Being in an intercultural marriage may mean being greeted with some raised eyebrows. But for Catherine Nadira Tan and her business owner husband Yasin Razak, what concerns them is how to prepare their six-year-old daughter Dahlia to embrace diversity and to deal with any identity or cultural questions that may pop up.
There are definite advantages to being an intercultural child, says Catherine, a communications professional and kidlit author. “Dahlia receives money packets twice a year! Red ones during Chinese New Year and green ones for Hari Raya!”
While the festivals have been double the fun for Dahlia, they are also opportunities for cultural immersion, giving her a window into different cultures, says Catherine.
In addition to enjoying both Indian and Chinese festivals, Yasin and Catherine also believe in diversity for Dahlia’s preschool experience. She is now at a kindergarten where she counts children from different races and nationalities as her friends.
“Yasin and I are very conscious about giving Dahlia the opportunity to know different cultures by making friends, through playdates, books, songs or even attending weddings,” says Catherine. “We feel that allowing her to interact with a wider range of social groups will make her feel more confident and comfortable in her interactions with others.”
While some intercultural couples may feel pressure from family about raising their children in just one culture, Dahlia’s grandparents encourage her to embrace both cultures. This has given Catherine and Yasin the flexibility to have open conversations with each other about how they should help Dahlia navigate her identity and culture.

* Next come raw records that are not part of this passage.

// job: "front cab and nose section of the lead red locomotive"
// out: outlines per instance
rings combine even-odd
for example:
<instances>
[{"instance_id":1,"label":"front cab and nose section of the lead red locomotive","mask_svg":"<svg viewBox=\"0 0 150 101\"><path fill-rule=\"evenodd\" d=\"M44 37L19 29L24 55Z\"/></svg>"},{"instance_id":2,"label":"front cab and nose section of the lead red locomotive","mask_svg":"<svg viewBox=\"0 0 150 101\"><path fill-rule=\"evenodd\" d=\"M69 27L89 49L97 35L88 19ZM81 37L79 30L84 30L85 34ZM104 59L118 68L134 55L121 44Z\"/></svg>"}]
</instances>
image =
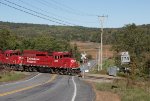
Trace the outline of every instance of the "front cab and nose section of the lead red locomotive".
<instances>
[{"instance_id":1,"label":"front cab and nose section of the lead red locomotive","mask_svg":"<svg viewBox=\"0 0 150 101\"><path fill-rule=\"evenodd\" d=\"M61 74L77 74L80 72L76 59L72 58L70 52L53 52L53 67Z\"/></svg>"}]
</instances>

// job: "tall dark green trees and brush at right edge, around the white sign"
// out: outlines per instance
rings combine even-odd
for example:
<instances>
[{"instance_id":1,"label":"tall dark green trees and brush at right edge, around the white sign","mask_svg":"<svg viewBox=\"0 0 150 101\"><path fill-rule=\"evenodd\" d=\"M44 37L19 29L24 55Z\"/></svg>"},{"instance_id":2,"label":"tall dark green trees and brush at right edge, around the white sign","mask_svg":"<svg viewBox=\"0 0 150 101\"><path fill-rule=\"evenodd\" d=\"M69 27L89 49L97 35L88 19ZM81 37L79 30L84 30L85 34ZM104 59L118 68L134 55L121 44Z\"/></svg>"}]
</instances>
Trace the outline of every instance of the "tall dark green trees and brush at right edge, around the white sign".
<instances>
[{"instance_id":1,"label":"tall dark green trees and brush at right edge, around the white sign","mask_svg":"<svg viewBox=\"0 0 150 101\"><path fill-rule=\"evenodd\" d=\"M112 49L115 51L115 64L131 70L130 79L149 78L150 75L150 31L135 24L126 25L114 34ZM130 63L122 64L121 52L129 52Z\"/></svg>"}]
</instances>

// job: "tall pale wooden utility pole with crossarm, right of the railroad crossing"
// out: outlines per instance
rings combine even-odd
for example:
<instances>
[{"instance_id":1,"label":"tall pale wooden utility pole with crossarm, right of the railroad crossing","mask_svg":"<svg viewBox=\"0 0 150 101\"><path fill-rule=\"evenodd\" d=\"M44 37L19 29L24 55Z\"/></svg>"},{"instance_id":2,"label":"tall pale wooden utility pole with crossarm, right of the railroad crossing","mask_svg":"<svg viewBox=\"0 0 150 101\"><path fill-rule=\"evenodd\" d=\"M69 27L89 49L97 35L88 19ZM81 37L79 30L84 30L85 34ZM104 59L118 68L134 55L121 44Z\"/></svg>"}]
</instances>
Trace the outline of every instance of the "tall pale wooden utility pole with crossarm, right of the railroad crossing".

“We don’t have conservative families who dictate how a child is to be raised. For that, we are blessed, as we have the freedom to parent in our own way,” said Yasin. “We also don’t dictate what she eats, allowing her to make her own choices. However, we do make it a point to try cuisines from both our cultures and if we have dim sum, to tell her that it is Chinese cuisine.”
Being biracial, a child’s identity can be fluid, says Catherine. Dahlia has associated herself before as Indian and another time as Chinese. Catherine makes the effort to explain that she is really a mix of two races and cultures.
Encourage bilingualism or trilingualism
Both parents try to give Dahlia a language-rich experience at home, where she gets to hear, speak, read in more than one language. Yasin speaks to her in English, while Catherine speaks to her in Mandarin, and their Indian helper speaks to Dahlia in Tamil.
“We try not to make learning another language a torturous experience. Instead, we try to tap into her areas of interest. If she is interested in something, we expose her to the songs in Mandarin and I’ll borrow related books from the library to read to her.”
“We explain to her that the more languages she knows, the more friends she can make and can better understand people who are different from her,” explains Catherine.
Use conversational starters
When Dahlia notices families that are of mixed race, Catherine will use it as a conversational starter to talk about families with parents of different nationalities or races.
“She knows that it’s nothing to be ashamed of or feel odd about. We try to explain to her that families can be so diverse,” says Catherine. “All of us have certain preconceived notions or biases about other races. As a parent, I’ve grown to be more aware of what I say. I feel that children really look up to parents and modeling is so important, as well as the choice of words we use.”
“Kids see things in black and white. As parents, we need to continuously tell her about grey lines, that not all sets of parents have the same race or nationality, and some grow up in homes with single parents or with guardians,” said Yasin.
Finally, remember that growing up in a mixed family is one of the most enriching experiences a child can have, allowing him or her to grow up with a strong sense of diversity, and the ability to switch between cultures.